The two also catch country music concerts when they can. For 14 consecutive years, they went to the Oregon Jamboree in Sweet Home.
They’ve missed the last three years, Jeanice says. “We made a lot of nice friends over there.”
However, they still enjoy trips in their motor home and attend the annual Wheeler County Bluegrass Festival in Fossil.
“See, I’m 91,” Bill explains. “You put that Tahoe behind the motor home, and it’s over 50 feet long. We took it to Fossil because there’s not much traffic, but to go over the mountains ain’t no picnic.
“I have to be careful — well, I have to be careful drivin’ around town — because if I got into some kind of an accident, they’d say, ‘That’s the end of your driving.’”
“We’d be up the crick without a paddle there, for sure,” adds Jeanice.
Both of them laugh when they’re asked what they attribute their long marriage to.
“Lots of fishing,” Jeanice says.
“I don’t know,” Bill says, laughing.
“You just let Bill do what he wants to do,” Jeanice says.
“She’s easy to get along with,” he says. “That’s the best part of it.”
“Oh boy,” she says. “He is too, or (was) until he retired.”
Bill’s advice to younger couples: “You just got to get along. If you don’t get along, you’d better get away.”
Adds Jeanice, “Kids nowadays think you get married just to be married, and then if you don’t get along, then you just go left. We’ve been married that many years, but we still saw them all through. We’ve lost kids, and we’ve lost folks, we’ve lost everybody.”
Most afternoons around 4, you can find them in their backyard, next to the motor home, where they enjoy drinking toddies.

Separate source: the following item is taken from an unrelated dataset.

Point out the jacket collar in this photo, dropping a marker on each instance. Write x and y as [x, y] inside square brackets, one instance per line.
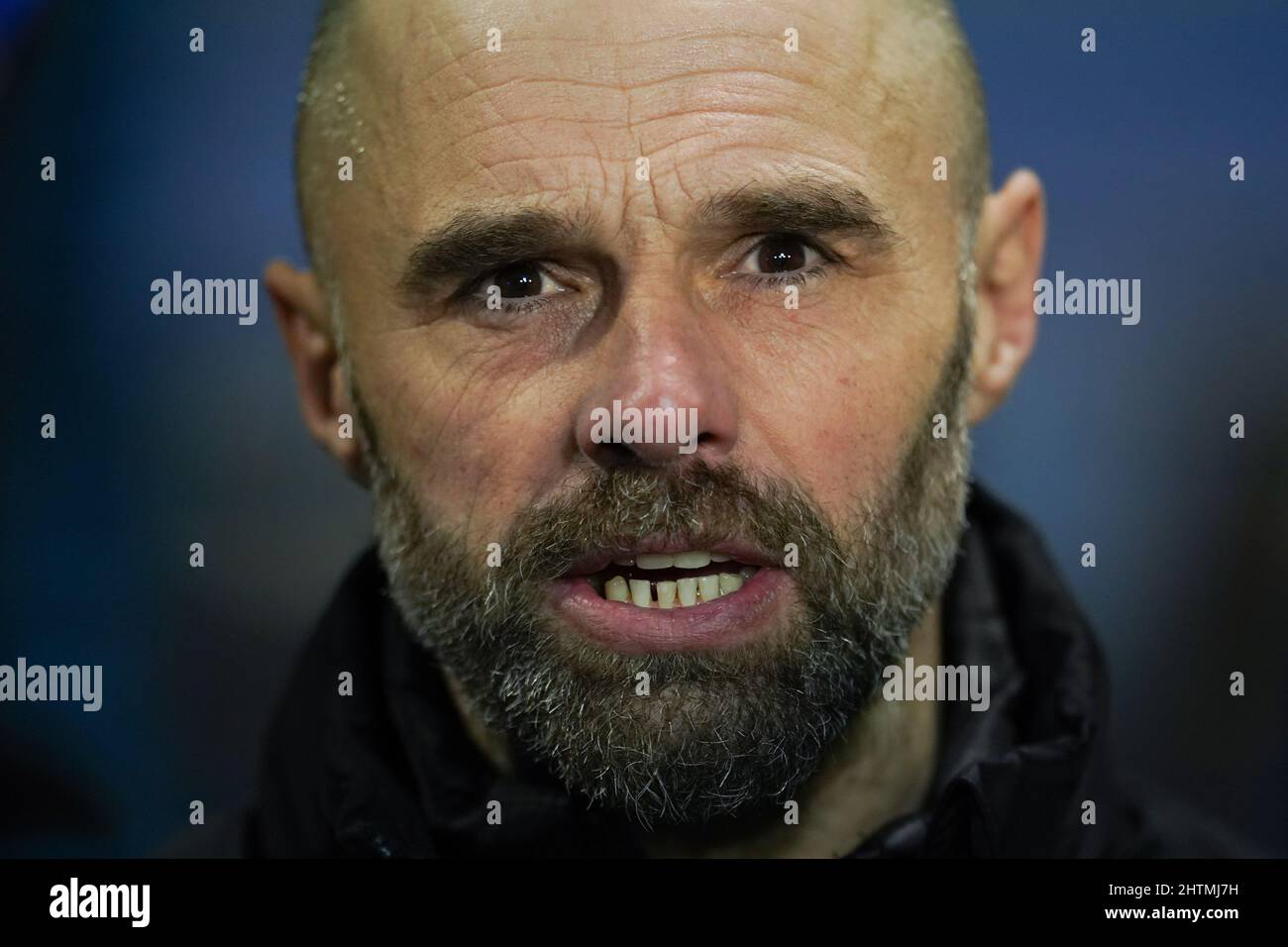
[400, 777]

The only arguments they have now, Bill says, occur when he doesn’t wear his hearing aids.
“‘Put your hearing aids in,’” he says. “I leave them out on purpose.
“She can’t see,” he says.
“And he can’t hear,” she finishes. “It’s the deaf leading the blind around here.”
The recent remodel of their kitchen was Bill’s wedding anniversary present to his wife. It includes all new stainless steel appliances and a large wooden kitchen table.
“He figured after 70 years I deserved it, I guess,” Jeanice says.